The city also is planning to increase the starting salary for patrol officers, currently $16.49 per hour, to a figure close to $20 per hour in the first year.

Because of the COVID-19 pandemic’s uncertainty last December, two unions — one representing water department workers and the other representing city hall and health district employees — agreed to delay pay increases.

The contract with the water employees called for no pay increase in 2020 or 2021 with a 3.5 percent increase in January 2022. That is equivalent to the 1.5 percent raises other unions received in 2020, 1 percent that other unions received in 2021 and 1 percent in 2022.

The other union received no pay raise this year and will get a 2 percent raise in 2022 — 1 percent for that year and 1 percent for this year. That contract also includes a 1 percent raise for 2023.

While contracts with those unions won’t be reopened, city officials say they likely will get higher raises in their next deals to make up the difference in the amounts they will receive compared to the firefighters.

FIRE ISSUES

City council and the firefighters union in May rejected a proposed three-year contract from a fact finder with 1 percent annual raises as well as 1.25 percent “pandemic lump sum” bonuses in the first two years.

The firefighters union had requested 3 percent raises annually while the city offered 1 percent yearly raises, which is what other city unions had been given.

The two sides have had numerous disputes during Mayor Jamael Tito Brown’s administration.

Mahoning County Common Pleas Judge Maureen Sweeney sided in February with the State Employment Relations Board that the city unfairly retaliated against the firefighters union when it sought to eliminate three battalion chief positions after agreeing to provide upgrades to the department’s radio system.

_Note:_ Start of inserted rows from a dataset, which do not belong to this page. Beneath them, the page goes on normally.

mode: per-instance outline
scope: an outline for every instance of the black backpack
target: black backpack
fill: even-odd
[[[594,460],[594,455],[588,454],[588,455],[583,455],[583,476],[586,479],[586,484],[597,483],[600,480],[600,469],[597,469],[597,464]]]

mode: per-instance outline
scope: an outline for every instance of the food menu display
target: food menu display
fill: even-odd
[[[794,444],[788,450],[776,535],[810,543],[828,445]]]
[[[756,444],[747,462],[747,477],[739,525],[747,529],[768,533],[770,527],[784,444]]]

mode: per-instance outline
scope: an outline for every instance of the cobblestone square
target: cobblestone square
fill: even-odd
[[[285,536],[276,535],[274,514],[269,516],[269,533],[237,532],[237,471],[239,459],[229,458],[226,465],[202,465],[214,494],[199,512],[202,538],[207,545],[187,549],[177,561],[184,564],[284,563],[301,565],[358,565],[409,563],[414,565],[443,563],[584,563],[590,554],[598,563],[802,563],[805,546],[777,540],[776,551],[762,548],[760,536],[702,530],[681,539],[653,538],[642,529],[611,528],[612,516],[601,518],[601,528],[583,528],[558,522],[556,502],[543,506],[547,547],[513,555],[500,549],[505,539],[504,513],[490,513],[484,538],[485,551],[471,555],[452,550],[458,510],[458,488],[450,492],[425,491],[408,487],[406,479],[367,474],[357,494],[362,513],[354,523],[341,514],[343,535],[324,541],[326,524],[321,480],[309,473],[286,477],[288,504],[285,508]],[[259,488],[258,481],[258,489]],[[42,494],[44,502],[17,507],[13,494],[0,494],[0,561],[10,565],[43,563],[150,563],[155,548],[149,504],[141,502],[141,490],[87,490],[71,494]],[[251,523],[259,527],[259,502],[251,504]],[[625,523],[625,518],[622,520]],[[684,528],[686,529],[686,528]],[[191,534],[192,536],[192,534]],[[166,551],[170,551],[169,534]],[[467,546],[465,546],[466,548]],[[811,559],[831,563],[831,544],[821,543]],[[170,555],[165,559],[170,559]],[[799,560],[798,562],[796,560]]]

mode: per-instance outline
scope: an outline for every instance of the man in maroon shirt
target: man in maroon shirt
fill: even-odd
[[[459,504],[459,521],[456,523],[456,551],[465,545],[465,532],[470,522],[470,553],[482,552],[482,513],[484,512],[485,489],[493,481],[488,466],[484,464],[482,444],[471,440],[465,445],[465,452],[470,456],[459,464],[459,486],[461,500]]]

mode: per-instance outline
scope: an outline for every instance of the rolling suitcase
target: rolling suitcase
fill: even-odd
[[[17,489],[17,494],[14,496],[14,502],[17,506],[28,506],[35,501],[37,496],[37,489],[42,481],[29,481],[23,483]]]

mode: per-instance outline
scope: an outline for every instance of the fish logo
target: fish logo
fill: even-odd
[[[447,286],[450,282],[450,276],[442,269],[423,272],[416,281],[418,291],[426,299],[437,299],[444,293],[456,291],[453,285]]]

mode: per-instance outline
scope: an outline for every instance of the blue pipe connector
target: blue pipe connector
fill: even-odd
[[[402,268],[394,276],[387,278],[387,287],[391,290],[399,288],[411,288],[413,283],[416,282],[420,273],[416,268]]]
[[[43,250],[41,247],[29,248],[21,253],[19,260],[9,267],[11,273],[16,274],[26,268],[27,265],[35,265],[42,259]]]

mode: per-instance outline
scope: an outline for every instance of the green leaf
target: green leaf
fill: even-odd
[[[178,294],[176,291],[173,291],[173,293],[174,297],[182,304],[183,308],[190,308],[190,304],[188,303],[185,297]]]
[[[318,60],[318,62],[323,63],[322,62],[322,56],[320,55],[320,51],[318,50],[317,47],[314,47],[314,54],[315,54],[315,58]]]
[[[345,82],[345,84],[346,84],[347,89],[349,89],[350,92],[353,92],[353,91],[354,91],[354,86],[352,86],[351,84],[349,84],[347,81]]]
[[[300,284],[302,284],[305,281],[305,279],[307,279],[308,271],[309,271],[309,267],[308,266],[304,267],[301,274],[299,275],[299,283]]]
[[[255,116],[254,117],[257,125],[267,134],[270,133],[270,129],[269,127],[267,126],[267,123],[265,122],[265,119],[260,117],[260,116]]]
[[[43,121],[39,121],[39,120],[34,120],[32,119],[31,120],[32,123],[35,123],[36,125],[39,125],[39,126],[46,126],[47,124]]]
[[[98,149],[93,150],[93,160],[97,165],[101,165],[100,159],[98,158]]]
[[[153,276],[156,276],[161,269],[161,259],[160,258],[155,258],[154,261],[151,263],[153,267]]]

The city filed an appeal to the decision with the 7th District Court of Appeals.

The union contacted a state agency that determined in July 2020 the city had failed to protect firefighters from the COVID-19 pandemic. Those four health and safety hazard violations were resolved.

The administration closed fire stations on a rotating basis in October 2018 and again in June 2019, with the latter ongoing, because of overtime costs, which the union said poses a danger. City officials say the overtime issue is caused by too many firefighters calling in sick and then having to be replaced by other firefighters, paid time and a half.

The union issued a no-confidence vote against fire Chief Barry Finley in December 2019, and the city closed a North Side fire station that same month over the objections of the union.

The city has also accused the union of participating in an unauthorized strike and filed an unfair labor practice over that issue while the union filed an unfair labor practice complaint over Finley bringing in outside chiefs instead of battalion chiefs to cover for him when he isn’t in the city.